Sounds to me like fixing OS 9 by checking out every extension, way back in time! To go faster, the trick is to put half of them in one go (list them in alphabetical order first), if everything runs fine, its in the other half, so you can put half of the remaining lot back in your library as well, and so on...
If the system jerks with the first half, take out half of them in a backup folder, etc... i guess you see the point...
Mac OS X isn't like Windows, updates released for it actually fix problems.
I moved to MacOS for stability, but one of the things I had to do in the first week was find the alternative for Ctr-Alt-Del, unfortunately. Hopefully as Leopard develops this will become less of an issue.
I'm aware of the binary process of elimination. I can do a mathematical proof of its efficiency (at least I could when I took my graduate algorithmics class).

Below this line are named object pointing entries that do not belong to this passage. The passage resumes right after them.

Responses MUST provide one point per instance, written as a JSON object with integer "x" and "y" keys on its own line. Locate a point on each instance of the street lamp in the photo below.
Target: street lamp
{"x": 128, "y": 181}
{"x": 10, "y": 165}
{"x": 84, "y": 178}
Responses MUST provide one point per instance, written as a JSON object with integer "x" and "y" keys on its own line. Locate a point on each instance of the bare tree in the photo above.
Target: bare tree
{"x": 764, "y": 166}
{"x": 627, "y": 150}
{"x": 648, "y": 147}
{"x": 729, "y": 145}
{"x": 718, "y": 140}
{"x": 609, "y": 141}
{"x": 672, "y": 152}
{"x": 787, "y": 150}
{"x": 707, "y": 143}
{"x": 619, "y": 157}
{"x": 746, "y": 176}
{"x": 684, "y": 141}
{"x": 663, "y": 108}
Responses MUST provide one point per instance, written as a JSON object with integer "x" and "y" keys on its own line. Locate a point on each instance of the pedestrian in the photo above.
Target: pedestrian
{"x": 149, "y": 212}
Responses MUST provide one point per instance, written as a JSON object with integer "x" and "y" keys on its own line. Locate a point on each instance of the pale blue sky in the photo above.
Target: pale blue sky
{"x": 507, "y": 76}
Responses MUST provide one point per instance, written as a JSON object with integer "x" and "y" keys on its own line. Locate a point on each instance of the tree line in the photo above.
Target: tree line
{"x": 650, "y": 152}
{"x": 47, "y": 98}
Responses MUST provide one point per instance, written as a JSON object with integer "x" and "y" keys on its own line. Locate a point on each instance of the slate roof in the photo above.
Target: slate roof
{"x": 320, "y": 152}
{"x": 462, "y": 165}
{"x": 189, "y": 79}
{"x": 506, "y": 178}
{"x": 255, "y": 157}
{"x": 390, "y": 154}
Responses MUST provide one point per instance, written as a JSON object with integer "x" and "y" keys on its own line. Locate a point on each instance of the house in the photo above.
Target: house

But I'm not planning to add everything back I had before, after my clean reinstall. I'm adding nothing back. When I find I'm missing something I can't do without then I reinstall it clean (like for apps) or from backup (for a prefs file that's too more work to redo than I want). If I never miss it it stays out. For example, I have not reinstalled Growl & I have yet to feel any need for it. QUicksilver was reinstalled right away. I'm thinking about Saft -- I don't really need it, but it has some conveniences.
Finder is still not stable, and actually less stable than with 10.5.0 and 10.5.1. I get a lot of spinning beach balls.
Well, after a couple weeks of running a new system, and not adding back system additions like Growl, Privoxy, etc. I'm going to say that Leopard 10.5.2 sucks. Stability is unacceptable. Hell, half the time I boot, Finder doesn't even draw it's menubar and I have to force Relaunch it (or reboot again).
At this point Leopard for me is Apple's Vista & I now have to consider going back to Tiger, which was really pretty stable.
Im with you to be honest. Everything was working fine for me before the update.
They managed to fix some problems the Mac Pros had with the graphics cards and essentially ruined some others that had no problems.
Finder is completely unstable. Crashes, i.e. like Explorer when it relaunches. Im getting problems with video playback.
Its just bad. Im calling the support team. Hope they fix it.
Strangely enough, troubles in movie playback (w/Quicktime as default player app, wer solved using the freeware Chroma. No big trouble otherwise. I got a stable 10.5.2 on MiniMac 2GHz, crossed fingers.